Capsulorhexis by an autonomous surgical robot using the digital features extracted by MetaS

Finally, the digital features of ideal capsulorhexis were used to guide a robot to perform autonomous capsulorhexis in ex vivo porcine eyes. The detailed procedures are described below:

Step 1: The robot arm holds the diathermic capsulorhexis tip and starts at the initial position.

Step 2: The movement path of diathermic capsulorhexis tip is planned from the initial position to the target position in the porcine eye. As shown in Fig. 4b, the diathermic capsulorhexis tip moves from the initial position to the corneal incision along the vertical line of the corneal incision. The distance between the initial position of the diathermic capsulorhexis tip and the corneal incision is defined as S. The detailed calculation of S is presented in Eq. (1):

$$S=\frac{r}{\sin \left(a\right)}-R$$

R is the corneal radius; r is the target radius of capsulorhexis (5.3 mm); and a is the maximum RCM angle.

After entering the corneal incision, the diathermic capsulorhexis tip moves 1 mm vertically upward and then moves to the target position. The distance that the diathermic capsulorhexis device moves within the anterior chamber is calculated according to the diameters of the cornea and target CO. Force feedback technology is used to ensure that the device does not damage intraocular tissue.

Step 3: Perform diathermic capsulorhexis. After the diathermic capsulorhexis tip reaches the target position, it moves downward under impedance control until it touches the lens anterior capsule with a 20mN micro force.
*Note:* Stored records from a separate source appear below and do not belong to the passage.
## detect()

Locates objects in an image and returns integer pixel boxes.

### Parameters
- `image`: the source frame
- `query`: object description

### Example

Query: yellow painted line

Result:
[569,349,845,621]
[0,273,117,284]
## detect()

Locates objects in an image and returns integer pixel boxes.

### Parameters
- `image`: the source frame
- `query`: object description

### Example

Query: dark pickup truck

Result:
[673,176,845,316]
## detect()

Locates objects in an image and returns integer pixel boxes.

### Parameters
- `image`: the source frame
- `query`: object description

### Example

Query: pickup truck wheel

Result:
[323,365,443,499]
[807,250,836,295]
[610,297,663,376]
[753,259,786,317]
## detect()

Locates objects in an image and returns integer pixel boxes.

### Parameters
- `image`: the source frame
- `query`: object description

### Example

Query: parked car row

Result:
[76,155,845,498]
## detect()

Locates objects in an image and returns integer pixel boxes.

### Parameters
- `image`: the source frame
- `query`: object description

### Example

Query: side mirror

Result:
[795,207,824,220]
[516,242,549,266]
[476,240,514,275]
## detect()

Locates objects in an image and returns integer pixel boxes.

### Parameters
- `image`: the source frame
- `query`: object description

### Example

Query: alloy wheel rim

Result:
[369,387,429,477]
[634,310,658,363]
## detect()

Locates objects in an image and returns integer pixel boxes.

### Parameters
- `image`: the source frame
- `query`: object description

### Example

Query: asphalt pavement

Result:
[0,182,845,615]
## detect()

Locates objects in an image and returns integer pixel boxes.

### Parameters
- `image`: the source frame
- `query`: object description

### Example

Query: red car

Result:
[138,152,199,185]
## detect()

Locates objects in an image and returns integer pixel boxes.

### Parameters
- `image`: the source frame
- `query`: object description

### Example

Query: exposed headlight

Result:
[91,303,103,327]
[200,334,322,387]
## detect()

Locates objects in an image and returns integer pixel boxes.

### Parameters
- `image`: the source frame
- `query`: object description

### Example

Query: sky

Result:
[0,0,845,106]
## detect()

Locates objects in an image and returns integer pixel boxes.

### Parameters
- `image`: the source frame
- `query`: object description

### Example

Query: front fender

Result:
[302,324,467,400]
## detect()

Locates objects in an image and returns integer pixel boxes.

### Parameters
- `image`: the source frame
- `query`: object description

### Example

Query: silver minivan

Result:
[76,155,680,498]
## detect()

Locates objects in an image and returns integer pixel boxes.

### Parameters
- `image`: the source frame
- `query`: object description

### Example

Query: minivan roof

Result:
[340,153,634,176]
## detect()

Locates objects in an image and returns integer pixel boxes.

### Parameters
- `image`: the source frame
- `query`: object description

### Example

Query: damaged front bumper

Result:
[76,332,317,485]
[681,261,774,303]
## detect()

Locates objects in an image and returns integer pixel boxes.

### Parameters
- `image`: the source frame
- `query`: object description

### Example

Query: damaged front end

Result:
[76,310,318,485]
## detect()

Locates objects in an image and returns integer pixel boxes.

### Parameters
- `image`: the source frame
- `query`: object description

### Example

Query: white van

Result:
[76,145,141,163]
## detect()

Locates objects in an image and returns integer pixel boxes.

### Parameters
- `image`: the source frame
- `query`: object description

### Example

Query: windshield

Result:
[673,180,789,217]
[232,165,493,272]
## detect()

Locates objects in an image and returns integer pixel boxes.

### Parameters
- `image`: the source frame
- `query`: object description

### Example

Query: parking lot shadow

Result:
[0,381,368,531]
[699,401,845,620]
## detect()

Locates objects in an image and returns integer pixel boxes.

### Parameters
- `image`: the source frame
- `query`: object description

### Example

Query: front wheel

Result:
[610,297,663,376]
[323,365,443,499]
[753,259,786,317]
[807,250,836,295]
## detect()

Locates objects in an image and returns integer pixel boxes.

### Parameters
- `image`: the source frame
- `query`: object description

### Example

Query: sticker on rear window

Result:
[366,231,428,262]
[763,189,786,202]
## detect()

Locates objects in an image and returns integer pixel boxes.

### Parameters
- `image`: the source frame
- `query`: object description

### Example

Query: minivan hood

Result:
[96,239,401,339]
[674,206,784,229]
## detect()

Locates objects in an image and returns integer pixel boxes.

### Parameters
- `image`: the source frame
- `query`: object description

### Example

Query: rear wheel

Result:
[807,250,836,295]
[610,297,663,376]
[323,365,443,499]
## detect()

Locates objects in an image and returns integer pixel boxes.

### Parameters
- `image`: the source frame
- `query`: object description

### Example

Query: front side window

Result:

Under the control of the RCM, the surgical robot controls the diathermic capsulorhexis device to draw a circular capsulorhexis trajectory and complete the procedure autonomously.

As illustrated in Fig. 4c, the motion track of the motor was calculated according to the capsulorhexis trajectory, the maximum RCM angle a (±12°), and the radius of the CO (2.65 mm).

Step 4: Upon completion of the electronic capsulorhexis, the robot safely exits according to its original entry path.

Statistical analysis

Statistical analysis was performed using StataSE15 (version 15.0, Stata Corp LP, TX, USA). A P value less than 0.05 was considered statistically significant. All continuous variables are expressed as the mean ± standard deviation, and categorical variables are expressed as counts and percentages. To validate the performance of the evaluation module of MetaS, the area under the receiver operating characteristic curve (AUC), sensitivity, and specificity of the capsulorhexis evaluation were calculated according to the reference standard. The 95% confidence intervals (95% CIs) were estimated for all performance metrics. Independent t tests were performed to assess the differences in the capsulorhexis diameter and area between experience-based or verification-guided capsulorhexis and MetaS-guided capsulorhexis. The Pearson chi-square test was performed to assess differences in categorical variables between the two groups.